We ordered a 10 HP rotary screw air compressor. (Link to IR's product page). It comes mounted on top of an 80 gallon "receiver" (tank) and is enclosed in an acoustic enclosure. The machine is very quiet. You can easily and comfortably speak over the noise it makes when the door is closed (which should will always be closed). We did not purchase the variable speed version. The price of which was far too out of our price range. But the on-load/off-load is perfect for us. We went ahead and plumbed in our old air compressor as well. This way we have the extra storage space which improves the air compressor's efficiency as well as allows us to perform maintenance on the IR air compressor and continue our manufacturing operation by running our old reciprocating air compressor.
ACE did an excellent job of delivering the machine on time. It came on an open bed truck so that we could easily use a fork lift to get it unloaded. Here's a quick video I shot to remember that day.
Our friends across the street welded up two beautiful stands for each air compressor so now we can easily use a pallet jack or fork lift to move the air compressors around. It's really handy.

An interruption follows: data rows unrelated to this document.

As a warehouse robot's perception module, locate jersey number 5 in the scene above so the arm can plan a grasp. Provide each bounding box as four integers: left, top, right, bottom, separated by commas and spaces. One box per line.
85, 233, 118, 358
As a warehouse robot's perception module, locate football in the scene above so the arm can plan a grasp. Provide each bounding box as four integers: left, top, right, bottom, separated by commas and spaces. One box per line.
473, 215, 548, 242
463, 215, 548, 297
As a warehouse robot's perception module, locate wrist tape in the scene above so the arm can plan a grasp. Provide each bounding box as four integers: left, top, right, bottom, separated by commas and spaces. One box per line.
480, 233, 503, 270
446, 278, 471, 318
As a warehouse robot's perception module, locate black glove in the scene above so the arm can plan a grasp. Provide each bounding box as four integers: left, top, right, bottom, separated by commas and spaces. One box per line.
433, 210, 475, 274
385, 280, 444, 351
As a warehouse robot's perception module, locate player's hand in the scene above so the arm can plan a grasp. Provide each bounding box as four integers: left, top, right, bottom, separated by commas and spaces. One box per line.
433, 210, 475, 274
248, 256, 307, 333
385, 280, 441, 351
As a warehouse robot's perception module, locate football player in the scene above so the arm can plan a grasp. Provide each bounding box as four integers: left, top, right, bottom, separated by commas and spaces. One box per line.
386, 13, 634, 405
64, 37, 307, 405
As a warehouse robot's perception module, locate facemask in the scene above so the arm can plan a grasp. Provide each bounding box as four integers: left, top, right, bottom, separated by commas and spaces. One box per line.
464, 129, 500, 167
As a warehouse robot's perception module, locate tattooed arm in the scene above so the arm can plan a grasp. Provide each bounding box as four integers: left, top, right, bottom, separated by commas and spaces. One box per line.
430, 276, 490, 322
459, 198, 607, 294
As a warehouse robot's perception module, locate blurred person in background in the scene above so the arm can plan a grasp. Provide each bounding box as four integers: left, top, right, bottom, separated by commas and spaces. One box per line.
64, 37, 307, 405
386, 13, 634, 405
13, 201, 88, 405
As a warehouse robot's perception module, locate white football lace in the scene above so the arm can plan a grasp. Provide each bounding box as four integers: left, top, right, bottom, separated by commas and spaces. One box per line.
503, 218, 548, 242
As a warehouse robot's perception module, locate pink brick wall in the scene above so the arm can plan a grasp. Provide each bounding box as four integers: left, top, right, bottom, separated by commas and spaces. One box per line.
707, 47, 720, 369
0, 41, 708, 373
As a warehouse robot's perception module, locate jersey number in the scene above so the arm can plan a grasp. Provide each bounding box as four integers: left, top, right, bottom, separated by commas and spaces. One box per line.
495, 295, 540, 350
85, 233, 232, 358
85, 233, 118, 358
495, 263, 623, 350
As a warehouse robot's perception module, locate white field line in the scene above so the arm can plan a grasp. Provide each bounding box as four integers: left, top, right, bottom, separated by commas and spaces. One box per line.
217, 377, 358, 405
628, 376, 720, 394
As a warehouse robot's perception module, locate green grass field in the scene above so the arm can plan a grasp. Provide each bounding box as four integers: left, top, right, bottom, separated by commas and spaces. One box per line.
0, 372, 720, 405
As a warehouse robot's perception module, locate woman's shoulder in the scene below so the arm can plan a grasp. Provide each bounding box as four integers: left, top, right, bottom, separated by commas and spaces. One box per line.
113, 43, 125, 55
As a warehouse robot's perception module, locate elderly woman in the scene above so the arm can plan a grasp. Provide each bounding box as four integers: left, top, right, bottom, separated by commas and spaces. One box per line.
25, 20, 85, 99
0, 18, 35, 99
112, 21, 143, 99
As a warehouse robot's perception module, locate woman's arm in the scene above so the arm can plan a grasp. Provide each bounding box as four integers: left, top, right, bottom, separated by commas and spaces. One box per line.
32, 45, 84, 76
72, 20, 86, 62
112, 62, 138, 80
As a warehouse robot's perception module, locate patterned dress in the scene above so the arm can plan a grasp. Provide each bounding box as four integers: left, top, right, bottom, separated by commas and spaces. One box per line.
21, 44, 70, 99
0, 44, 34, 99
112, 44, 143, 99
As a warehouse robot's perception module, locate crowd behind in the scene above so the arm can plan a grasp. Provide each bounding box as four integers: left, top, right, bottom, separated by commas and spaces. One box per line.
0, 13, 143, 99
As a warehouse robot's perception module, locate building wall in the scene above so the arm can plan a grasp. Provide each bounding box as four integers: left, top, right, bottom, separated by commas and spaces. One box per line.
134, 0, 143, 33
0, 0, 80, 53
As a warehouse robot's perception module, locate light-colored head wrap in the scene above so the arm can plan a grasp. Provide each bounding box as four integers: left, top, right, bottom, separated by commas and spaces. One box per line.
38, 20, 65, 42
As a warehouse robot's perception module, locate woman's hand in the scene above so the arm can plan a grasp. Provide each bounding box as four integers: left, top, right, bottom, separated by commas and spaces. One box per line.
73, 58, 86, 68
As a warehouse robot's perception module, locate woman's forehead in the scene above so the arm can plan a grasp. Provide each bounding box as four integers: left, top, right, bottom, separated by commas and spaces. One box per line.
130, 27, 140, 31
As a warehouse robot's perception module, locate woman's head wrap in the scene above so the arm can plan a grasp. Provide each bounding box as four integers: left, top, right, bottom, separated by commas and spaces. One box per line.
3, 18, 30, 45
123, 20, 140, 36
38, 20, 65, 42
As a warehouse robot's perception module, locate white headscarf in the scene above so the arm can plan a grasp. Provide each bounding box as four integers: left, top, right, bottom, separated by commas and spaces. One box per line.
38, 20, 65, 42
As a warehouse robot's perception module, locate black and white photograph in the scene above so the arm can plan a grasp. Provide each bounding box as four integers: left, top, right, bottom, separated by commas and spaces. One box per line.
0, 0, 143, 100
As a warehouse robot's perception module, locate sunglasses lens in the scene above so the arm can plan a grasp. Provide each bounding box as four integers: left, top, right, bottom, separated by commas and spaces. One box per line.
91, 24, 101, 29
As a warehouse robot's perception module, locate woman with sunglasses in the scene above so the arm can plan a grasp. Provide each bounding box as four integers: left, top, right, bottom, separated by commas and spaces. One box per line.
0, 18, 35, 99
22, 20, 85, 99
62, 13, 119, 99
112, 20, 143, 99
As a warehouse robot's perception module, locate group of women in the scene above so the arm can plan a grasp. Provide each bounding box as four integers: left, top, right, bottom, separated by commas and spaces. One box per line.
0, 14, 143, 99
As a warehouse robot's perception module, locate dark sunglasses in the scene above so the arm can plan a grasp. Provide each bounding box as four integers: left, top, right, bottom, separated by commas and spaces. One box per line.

One of our goals with this new air compressor was to never worry about the quality of our air ever. So we made the investment in a very high quality inline filter and dryer. The dryer we purchased is basically an air conditioner that cools the compressed air down as it passes through which causes the air to condensate so that the dryer can collect the moisture and remove it before it gets to our equipment. We purchased a cycling dryer so that we could save energy. Otherwise the dryer would be running 24/7.
In order to reduce how much maintenance was required for this system we also decided to purchase electronic drain valves for each air compressor. These drains turn on for about 10 seconds every 45 minutes, expelling any water in the tank. There are a total of 5 drains in our system. One for each tank, one for the compressor itself, one for the air filter, and one for the dryer. Each drain is plumbed into something called a "Polysep". This is one sweet tool. Basically it uses centrifugal force and a very large filter to separate the oil from the water that gets expelled from the system. The water then fills up a small channel in the back with nothing but clean, sewer safe, water. From there we have a tube that runs down into a small 5 gallon bucket that we empty about once a week. It's a really nice setup.
All of the tubes you see are how the water gets passed from the system to the Polysep. The Polysep is that small cylinder to see hanging on the wall. The flexible gray air hose you see underneath our new air compressor is connected to our old air compressor. This way if we ever need to move our old air compressor we can just unhook the air hose and move it around, without interrupting production.
This was a huge improvement for WAi. We've been really pleased with IR as well as ACE. Now we never worry about our air quality or consumption. We have enough to last us a very long time.